Murakami's "What I Talk About When I Talk About Running" has been really inspirational to me recently, and I love re-reading "Cooking Solves Everything" by Mark Bittman every few months.

I haven't read it yet, but "The Secret History of Wonder Woman" is at the top of my list and sounds like it might be up your alley too.
posted by jbickers at 11:21 AM on December 17, 2014


Best answer: Forgot to mention: Definitely "Life Itself" by Roger Ebert.
posted by jbickers at 11:38 AM on December 17, 2014 [1 favorite]


Kon-Tiki by Thor Heyerdahl - one of the greatest seafaring bad asses of all time telling one of the greatest seafaring adventure stories of all time.
posted by stinkfoot at 1:57 PM on December 17, 2014 [1 favorite]


I loved "Seabiscuit".

"Papillon" is a helluva read, and it's nonfiction at least in theory. ;-)
posted by Sheydem-tants at 3:05 PM on December 17, 2014


Best answer: Rick Steves' Travel as a Political Act; he's enthusiastic and thoughtful about the power of travel to open people to new worlds. I think he has a naturally optimistic spirit.
posted by epersonae at 4:59 PM on December 17, 2014


Well it's sorta cliche but I did really enjoy Eat, Pray, Love.
posted by radioamy at 9:34 PM on December 17, 2014 [1 favorite]


Best answer: Eric Newby, A Short Walk in the Hindu Kush. He's just as dry as any Pelicans and he has (hinted) a really nice relationship with his wife.
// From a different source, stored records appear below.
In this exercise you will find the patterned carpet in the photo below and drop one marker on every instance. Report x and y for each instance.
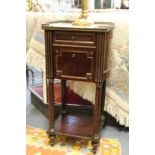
(37, 143)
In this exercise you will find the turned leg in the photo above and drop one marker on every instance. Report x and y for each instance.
(95, 146)
(97, 116)
(63, 89)
(50, 99)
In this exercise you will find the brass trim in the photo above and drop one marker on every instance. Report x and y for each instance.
(66, 45)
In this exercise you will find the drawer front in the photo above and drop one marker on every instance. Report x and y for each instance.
(74, 63)
(82, 38)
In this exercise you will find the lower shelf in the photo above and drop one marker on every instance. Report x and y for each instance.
(75, 125)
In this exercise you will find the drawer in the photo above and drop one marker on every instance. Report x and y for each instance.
(73, 63)
(76, 38)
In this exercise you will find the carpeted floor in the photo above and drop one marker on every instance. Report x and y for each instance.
(36, 119)
(37, 142)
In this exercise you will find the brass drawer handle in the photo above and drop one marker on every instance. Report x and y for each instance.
(73, 55)
(73, 37)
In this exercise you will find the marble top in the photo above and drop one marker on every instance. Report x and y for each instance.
(97, 26)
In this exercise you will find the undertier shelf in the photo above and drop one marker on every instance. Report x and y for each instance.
(75, 125)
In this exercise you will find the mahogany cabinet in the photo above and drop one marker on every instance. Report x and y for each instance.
(83, 54)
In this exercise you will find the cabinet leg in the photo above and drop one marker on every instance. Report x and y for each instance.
(95, 146)
(63, 89)
(52, 140)
(103, 101)
(51, 136)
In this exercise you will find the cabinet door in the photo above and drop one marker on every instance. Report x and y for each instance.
(74, 63)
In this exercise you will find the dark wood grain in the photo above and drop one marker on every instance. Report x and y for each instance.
(76, 125)
(74, 53)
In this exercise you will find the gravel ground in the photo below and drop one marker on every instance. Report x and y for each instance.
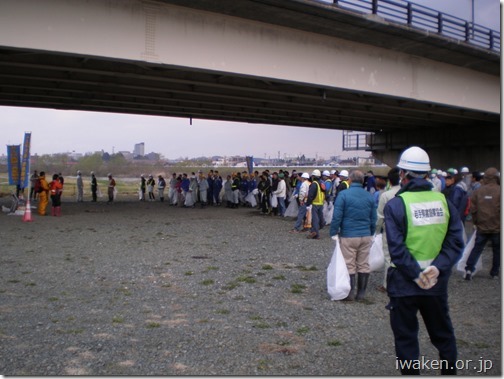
(136, 288)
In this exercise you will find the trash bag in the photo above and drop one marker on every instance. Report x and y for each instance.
(292, 209)
(465, 255)
(338, 278)
(274, 201)
(376, 257)
(327, 211)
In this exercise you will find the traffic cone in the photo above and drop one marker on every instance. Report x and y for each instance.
(27, 216)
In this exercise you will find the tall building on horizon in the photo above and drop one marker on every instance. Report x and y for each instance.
(139, 150)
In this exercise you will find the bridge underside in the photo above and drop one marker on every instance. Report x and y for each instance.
(31, 78)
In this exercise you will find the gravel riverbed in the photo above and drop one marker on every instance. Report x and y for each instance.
(143, 288)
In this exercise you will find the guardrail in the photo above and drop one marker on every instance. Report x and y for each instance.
(426, 19)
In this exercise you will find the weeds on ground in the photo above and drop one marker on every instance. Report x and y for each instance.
(297, 288)
(334, 343)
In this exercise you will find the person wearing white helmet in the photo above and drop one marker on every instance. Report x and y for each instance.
(344, 183)
(326, 177)
(486, 212)
(111, 188)
(315, 202)
(424, 236)
(436, 182)
(466, 178)
(301, 199)
(94, 187)
(80, 187)
(151, 183)
(143, 187)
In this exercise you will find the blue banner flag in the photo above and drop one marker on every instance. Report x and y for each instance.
(14, 163)
(25, 162)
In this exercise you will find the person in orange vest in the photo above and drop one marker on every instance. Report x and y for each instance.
(43, 195)
(56, 188)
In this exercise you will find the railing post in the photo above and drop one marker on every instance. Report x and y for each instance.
(375, 7)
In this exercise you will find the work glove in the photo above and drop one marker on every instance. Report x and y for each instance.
(422, 282)
(431, 273)
(427, 278)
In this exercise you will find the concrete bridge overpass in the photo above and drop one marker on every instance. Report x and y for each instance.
(287, 62)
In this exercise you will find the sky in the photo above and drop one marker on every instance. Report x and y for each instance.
(55, 131)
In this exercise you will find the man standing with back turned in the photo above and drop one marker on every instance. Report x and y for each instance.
(424, 235)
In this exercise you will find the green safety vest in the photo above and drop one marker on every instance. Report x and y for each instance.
(427, 218)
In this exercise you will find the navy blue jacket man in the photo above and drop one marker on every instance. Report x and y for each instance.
(425, 240)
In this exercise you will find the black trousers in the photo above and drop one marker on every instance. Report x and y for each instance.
(405, 326)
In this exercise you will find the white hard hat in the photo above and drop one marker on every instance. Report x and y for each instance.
(414, 159)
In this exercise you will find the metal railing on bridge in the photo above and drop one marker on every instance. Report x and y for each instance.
(427, 19)
(355, 140)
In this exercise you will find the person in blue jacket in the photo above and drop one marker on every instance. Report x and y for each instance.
(424, 235)
(354, 220)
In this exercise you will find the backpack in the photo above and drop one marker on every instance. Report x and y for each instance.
(38, 186)
(322, 185)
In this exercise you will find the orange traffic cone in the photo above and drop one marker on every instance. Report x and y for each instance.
(27, 216)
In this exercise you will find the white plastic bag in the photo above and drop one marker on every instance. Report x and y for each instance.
(293, 209)
(338, 279)
(274, 201)
(376, 257)
(465, 255)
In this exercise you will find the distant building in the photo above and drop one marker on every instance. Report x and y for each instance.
(139, 150)
(127, 155)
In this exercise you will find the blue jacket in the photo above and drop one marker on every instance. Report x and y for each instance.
(400, 279)
(354, 213)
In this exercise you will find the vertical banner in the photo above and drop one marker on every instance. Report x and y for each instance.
(250, 163)
(14, 163)
(24, 179)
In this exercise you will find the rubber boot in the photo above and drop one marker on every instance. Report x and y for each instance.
(362, 281)
(351, 294)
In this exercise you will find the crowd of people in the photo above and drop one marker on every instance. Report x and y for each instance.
(424, 215)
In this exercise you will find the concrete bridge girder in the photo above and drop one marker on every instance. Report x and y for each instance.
(476, 148)
(300, 63)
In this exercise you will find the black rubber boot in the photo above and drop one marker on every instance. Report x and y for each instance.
(351, 294)
(362, 281)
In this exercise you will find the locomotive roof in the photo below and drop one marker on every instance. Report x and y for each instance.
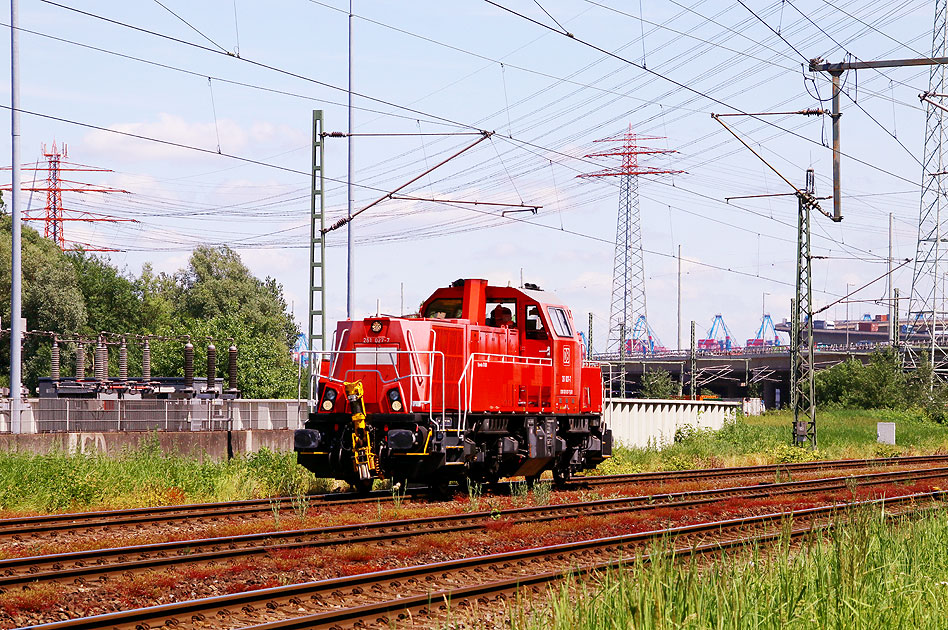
(543, 297)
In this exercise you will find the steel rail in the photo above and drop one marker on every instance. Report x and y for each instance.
(195, 612)
(737, 471)
(443, 600)
(98, 562)
(34, 525)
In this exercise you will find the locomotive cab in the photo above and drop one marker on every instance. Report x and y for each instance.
(488, 382)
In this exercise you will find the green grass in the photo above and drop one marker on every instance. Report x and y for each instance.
(867, 575)
(841, 433)
(147, 476)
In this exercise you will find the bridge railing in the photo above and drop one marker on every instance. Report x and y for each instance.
(50, 415)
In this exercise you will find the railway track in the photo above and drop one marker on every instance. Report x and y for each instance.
(764, 469)
(49, 525)
(80, 567)
(415, 593)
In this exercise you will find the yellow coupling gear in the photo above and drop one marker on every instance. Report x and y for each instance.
(363, 460)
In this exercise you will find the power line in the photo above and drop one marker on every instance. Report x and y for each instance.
(259, 64)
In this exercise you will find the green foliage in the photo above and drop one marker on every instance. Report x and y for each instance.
(788, 454)
(843, 433)
(870, 573)
(145, 476)
(658, 384)
(214, 296)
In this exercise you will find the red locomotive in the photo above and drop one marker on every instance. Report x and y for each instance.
(489, 382)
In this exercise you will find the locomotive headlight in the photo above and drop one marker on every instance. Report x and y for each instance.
(395, 399)
(329, 399)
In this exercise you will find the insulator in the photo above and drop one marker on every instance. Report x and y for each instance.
(211, 367)
(80, 361)
(54, 361)
(123, 362)
(101, 366)
(232, 368)
(146, 362)
(188, 366)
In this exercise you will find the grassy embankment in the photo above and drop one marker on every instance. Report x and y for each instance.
(70, 482)
(67, 482)
(868, 575)
(844, 433)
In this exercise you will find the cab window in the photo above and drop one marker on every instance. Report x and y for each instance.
(560, 321)
(501, 313)
(535, 328)
(444, 308)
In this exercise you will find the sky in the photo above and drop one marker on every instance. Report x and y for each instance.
(213, 102)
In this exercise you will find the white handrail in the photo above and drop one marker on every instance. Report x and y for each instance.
(503, 358)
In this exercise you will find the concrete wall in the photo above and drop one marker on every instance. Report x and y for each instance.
(640, 423)
(201, 444)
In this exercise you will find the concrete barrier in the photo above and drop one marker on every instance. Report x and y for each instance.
(651, 422)
(213, 445)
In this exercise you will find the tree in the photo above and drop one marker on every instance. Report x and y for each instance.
(215, 296)
(223, 300)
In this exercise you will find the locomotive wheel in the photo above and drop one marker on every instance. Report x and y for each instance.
(362, 487)
(441, 488)
(561, 477)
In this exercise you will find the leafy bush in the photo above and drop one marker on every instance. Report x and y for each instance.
(145, 476)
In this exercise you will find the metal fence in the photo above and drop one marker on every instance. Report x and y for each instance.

Newby also wrote The Last Grain Race, which is similarly bracing and fun. He is a realist, not a romantic.

And then you could turn 180 degree and have a go at Thesiger, rather a different and more classic sort of Englishman. Lots to choose from.

This is a very good book: Endurance: Shackleton's Incredible Voyage. Rather against the conventions of British Polar exploration at the time, Shackleton survived and brought all his men home. Now that's leadership. Proper.
posted by glasseyes at 5:39 AM on December 18, 2014 [1 favorite]


Response by poster: These are all terrific - thank you all very much!

It's tempting to mark all as Best Answer.

I'm still open for any other suggestions, if anyone else stumbles across this thread.

Thank you!
posted by kristi at 8:20 PM on December 18, 2014


Response by poster: Oops, glasseyes - the Thesiger link goes to The Last Grain Race. Was there a particular Thesiger book you wanted to recommend?
posted by kristi at 1:39 PM on December 20, 2014


Thesiger wrote Arabian Sands (1959) (about traveling there, funnily enough) and I thought he also wrote about the Marsh Arabs in A Reed Shaken by the Wind (1959), but I checked just now and turns out Gavin Maxwell wrote that about a journey he made with Thesiger. I've read both of these a while back. Thesiger himself wrote The Marsh Arabs (1964), I'm not sure whether I've read that or not. I'm also not sure, being aware of news from that area since the Gulf War, whether the people he describes were Arabs or Kurds, or whether he was using 'Arab' as a sort of catch all term.

Thesiger kind of had a romantic view of other cultures all bound up in nostalgia for an earlier, more virtuous world. Eric Newby describes encountering him in the Hindu Kush and a clash of explorer culture is quite evident! Also, it's really funny.

I've also read Thesiger's Danakil Diary, containing the diaries he wrote when he was about 17, I think, attending the coronation of Haile Selassie as a guest because his father was Consul-General of Ethiopia. You can also find an archive of Thesiger's photographs online, some of them are absolutely beautiful portraits.

I don't know if you might enjoy some Gavin Maxwell? Tarka the Otter etc but the devil of it is I can't remember if those books have a happy ending or not.

Well, hope I got the links right this time. Enjoy your reading!

p.s. just remembered, Ernest Thesiger, 30's Hollywood actor, was the explorer's cousin.